Taylor Washington (née Ellis-Watson) is an American track and field athlete. She was a member of the winning relay team for the United States Olympic team in the women's 4 × 400 meter relay for the 2016 Summer Olympics in Rio de Janeiro.

== Early life ==
Taylor Ellis-Watson was born on May 6, 1993, in Philadelphia, Pennsylvania. Ellis-Watson began running at age 12, and she excelled in track as a high school student. In 2011, she graduated from Springside School, which has since been renamed Springside Chestnut Hill Academy.

== Track and field Athletic Career==
Ellis-Watson first attended college at the University of Pittsburgh where she was named All-Big East Conference in track. After two years, she transferred from Pittsburgh to the University of Arkansas seeking the increased competition that comes at an SEC track school. In November 2013 and December 2014, Ellis-Watson had surgery on her left foot to repair a stress fracture. Ellis-Watson was an 11-time All-American at Arkansas and was part of the school's 2015 indoor track and 2016 outdoor track national championship teams. Although she graduated from college 2015, Ellis-Watson began working towards her post-graduate degree in counseling and continuing to compete in the NCAA through 2016.

At the 2016 Olympic trials in Eugene, Oregon, Ellis-Watson finished fourth in the 400 meters with a personal best time of 50.25. She missed qualifying for the individual 400 meter .08 of a second. The result was still good enough to earn Ellis-Watson a spot on the U.S. 4 × 400 women's relay team for the 2016 Summer Olympics in Rio de Janeiro. At the Olympics, Ellis-Watson ran the second leg of the preliminary round of the 4 × 400 relay with a split of 50.81 seconds. Although Ellis-Watson did not race in the finals, she won gold for being part of the winning relay team.
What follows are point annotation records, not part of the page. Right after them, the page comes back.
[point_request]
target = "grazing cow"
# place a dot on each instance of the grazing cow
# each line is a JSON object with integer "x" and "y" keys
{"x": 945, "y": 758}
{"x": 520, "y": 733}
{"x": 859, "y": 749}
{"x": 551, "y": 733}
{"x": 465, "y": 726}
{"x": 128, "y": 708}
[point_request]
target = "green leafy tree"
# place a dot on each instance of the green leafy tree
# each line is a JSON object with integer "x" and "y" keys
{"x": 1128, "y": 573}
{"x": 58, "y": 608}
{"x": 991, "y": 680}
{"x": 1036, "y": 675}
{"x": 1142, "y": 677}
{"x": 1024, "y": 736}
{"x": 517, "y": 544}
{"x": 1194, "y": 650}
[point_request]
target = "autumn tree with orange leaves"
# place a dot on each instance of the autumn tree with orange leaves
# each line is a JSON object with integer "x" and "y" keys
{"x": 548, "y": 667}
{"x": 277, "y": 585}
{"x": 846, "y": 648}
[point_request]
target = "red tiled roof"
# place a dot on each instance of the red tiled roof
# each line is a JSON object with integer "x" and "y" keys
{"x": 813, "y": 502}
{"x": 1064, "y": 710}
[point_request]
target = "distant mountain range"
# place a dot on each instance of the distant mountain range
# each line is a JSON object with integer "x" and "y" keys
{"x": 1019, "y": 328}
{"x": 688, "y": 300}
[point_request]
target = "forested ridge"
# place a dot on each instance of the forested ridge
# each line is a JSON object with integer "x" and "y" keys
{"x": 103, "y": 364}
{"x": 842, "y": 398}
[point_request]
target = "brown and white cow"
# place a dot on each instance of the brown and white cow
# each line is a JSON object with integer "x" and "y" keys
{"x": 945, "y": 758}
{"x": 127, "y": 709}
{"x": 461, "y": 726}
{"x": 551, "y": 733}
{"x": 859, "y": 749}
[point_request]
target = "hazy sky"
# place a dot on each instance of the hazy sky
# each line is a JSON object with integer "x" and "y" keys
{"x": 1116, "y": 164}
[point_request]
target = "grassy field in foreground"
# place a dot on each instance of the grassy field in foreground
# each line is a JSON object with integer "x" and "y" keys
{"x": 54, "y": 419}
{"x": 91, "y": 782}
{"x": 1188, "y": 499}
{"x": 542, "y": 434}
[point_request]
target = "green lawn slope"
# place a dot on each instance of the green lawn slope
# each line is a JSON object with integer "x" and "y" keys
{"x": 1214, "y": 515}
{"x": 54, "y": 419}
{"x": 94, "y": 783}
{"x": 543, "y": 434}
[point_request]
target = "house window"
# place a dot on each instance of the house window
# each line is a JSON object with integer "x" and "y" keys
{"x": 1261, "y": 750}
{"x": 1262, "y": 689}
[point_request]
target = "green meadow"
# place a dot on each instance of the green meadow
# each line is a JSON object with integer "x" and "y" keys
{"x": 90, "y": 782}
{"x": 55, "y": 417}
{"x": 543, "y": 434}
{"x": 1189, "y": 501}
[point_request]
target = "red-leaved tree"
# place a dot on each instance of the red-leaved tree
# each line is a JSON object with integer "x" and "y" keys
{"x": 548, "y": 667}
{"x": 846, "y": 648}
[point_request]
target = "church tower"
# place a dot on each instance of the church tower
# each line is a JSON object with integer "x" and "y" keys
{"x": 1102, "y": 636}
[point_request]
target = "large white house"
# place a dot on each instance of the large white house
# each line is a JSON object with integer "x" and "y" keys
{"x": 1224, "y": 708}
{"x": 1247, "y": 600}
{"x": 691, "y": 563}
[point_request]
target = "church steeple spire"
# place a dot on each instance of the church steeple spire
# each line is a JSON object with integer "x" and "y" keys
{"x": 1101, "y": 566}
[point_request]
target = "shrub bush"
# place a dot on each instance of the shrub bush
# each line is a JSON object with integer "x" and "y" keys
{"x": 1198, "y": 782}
Former Arkansas women's track and field team captain Taylor Washington (née: Ellis-Watson) was honored at the 2017 NCAA Convention which was held January 18–21, 2017 in Nashville, Tennessee.

Taylor Washington placed 17th in 400 meters in 52.47 at 2017 USA Outdoor Track and Field Championships.

== Personal life ==
As of 2016, Ellis-Watson is engaged to be married to fellow track athlete Wesley Washington. The pair met while Ellis-Watson was a student at the University of Pittsburgh.

== Professional career==
=== Team USA Track and Field Coaching ===
Coach Taylor Washington, Darryl Woodson, Jeremy Wariner and Kyra Jefferson teamed to coach Team USA at 2025 World Athletics Relays where 4 of the 5 relays qualified for the 2025 World Athletics Championships.

=== NCAA Coaching and Program Management ===
In 2024, coach Taylor Washington returned to University of Arkansas to assist the Razorbacks.

In July 2019, Taylor Washington joined the University of Central Florida athletic staff as coordinator of executive operations.

=== High School Coaching and Program Management ===
In July 2017, Coach Taylor Washington developed many state qualifiers for cross country and track & field at Windermere High School and Montverde Academy in Florida.

=== Ernst & Young ===
In 2021, Washington specialized in program management, organizational change management, and training as a People Advisory Services Consultant at Ernst & Young.